Artificial intelligence approach to intrusion detection in industrial control systems with real world dataset generation and model evaluation
Unlock Unprecedented AI Security for Industrial Control Systems
This study addresses escalating cybersecurity challenges within Industrial Control Systems (ICS), focusing on Programmable Logic Controllers (PLCs), through the application of artificial intelligence for intrusion detection. A physical ICS testbed was constructed using PLCs and industrial-grade SCALANCE switches to simulate real-world environments more faithfully than previous virtual setups.
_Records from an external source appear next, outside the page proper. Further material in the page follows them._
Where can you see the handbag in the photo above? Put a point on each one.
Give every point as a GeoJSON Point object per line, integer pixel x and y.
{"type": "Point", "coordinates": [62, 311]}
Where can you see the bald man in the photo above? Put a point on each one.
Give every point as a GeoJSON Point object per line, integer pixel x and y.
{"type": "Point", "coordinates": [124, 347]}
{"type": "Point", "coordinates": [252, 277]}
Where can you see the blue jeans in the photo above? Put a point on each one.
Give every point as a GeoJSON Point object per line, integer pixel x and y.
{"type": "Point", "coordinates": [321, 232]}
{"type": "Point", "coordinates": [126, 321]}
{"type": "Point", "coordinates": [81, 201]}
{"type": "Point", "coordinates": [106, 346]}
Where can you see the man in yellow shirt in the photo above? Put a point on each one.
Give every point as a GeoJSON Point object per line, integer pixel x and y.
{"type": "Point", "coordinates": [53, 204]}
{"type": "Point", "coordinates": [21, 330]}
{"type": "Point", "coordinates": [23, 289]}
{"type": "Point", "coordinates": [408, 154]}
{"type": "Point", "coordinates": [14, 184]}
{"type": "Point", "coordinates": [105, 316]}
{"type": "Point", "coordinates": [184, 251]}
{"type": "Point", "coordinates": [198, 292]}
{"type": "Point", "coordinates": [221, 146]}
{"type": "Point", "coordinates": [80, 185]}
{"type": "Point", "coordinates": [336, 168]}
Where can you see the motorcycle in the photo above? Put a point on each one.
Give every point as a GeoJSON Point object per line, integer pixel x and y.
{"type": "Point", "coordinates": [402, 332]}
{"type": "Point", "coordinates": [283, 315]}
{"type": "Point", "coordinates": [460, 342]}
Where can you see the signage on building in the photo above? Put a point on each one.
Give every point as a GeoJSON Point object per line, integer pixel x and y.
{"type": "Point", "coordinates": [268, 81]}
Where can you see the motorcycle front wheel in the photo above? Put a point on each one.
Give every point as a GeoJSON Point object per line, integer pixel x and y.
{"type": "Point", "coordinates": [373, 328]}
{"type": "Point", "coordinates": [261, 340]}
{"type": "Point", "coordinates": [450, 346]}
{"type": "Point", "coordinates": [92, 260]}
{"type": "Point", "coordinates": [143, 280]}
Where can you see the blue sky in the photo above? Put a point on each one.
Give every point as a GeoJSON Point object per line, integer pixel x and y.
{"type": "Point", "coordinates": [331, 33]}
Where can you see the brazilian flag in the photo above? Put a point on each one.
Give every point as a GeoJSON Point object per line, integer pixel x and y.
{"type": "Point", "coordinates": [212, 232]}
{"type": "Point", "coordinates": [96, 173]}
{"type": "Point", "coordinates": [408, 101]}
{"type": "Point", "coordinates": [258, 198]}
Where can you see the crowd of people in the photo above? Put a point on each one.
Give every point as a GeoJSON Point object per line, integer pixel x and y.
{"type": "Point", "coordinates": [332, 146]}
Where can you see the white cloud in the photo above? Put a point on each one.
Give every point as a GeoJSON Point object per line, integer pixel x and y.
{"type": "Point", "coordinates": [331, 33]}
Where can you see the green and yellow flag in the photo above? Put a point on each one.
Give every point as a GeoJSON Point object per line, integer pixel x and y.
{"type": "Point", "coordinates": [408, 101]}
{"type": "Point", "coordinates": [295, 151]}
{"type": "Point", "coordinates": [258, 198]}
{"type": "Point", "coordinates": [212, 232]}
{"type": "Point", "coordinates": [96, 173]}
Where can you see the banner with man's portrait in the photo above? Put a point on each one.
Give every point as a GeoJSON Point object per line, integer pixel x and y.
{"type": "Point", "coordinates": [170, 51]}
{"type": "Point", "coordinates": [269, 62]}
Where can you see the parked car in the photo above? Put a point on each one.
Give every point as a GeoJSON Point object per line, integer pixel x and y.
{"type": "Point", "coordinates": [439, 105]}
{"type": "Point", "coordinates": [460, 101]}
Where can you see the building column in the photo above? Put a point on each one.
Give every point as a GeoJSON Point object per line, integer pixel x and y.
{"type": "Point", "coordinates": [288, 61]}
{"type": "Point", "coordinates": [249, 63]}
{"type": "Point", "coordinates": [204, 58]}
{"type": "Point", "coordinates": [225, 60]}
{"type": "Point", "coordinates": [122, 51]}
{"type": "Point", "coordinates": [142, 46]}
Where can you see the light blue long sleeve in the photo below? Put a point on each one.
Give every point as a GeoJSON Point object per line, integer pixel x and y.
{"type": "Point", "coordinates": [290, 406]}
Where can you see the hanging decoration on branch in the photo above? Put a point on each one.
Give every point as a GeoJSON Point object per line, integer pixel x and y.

Seven types of cyberattacks—including Denial-of-Service (DoS), Man-in-the-Middle (MITM), ARP Spoofing, Data Injection, and Reconnaissance—were executed alongside legitimate traffic flows. PLC communication was managed using Node-RED, attacks were performed via Kali Linux, and traffic was captured using Wireshark and Python scripts to ensure full-spectrum monitoring of both benign and malicious activity. The result is a new labeled dataset—ICSCASD-MPLC—consisting of 2.6 million entries across 57 features, available in CSV format for direct integration with machine learning systems. Machine learning algorithms, Decision Tree (DT) and eXtreme Gradient Boosting (XGBoost), were trained and evaluated. DT achieved 97% binary and 98.6% multi-class accuracy, while XGBoost achieved 99% and 97.3%, respectively. Additionally, the system's ability to identify distinct traffic patterns associated with different types of attacks was validated, improving interpretability and detection granularity. This work contributes a high-fidelity, public dataset and a reproducible methodology for training and evaluating AI-based security solutions within ICS contexts. It aligns with urgent industry and academic needs by delivering a practical, data-driven solution for safeguarding critical infrastructure.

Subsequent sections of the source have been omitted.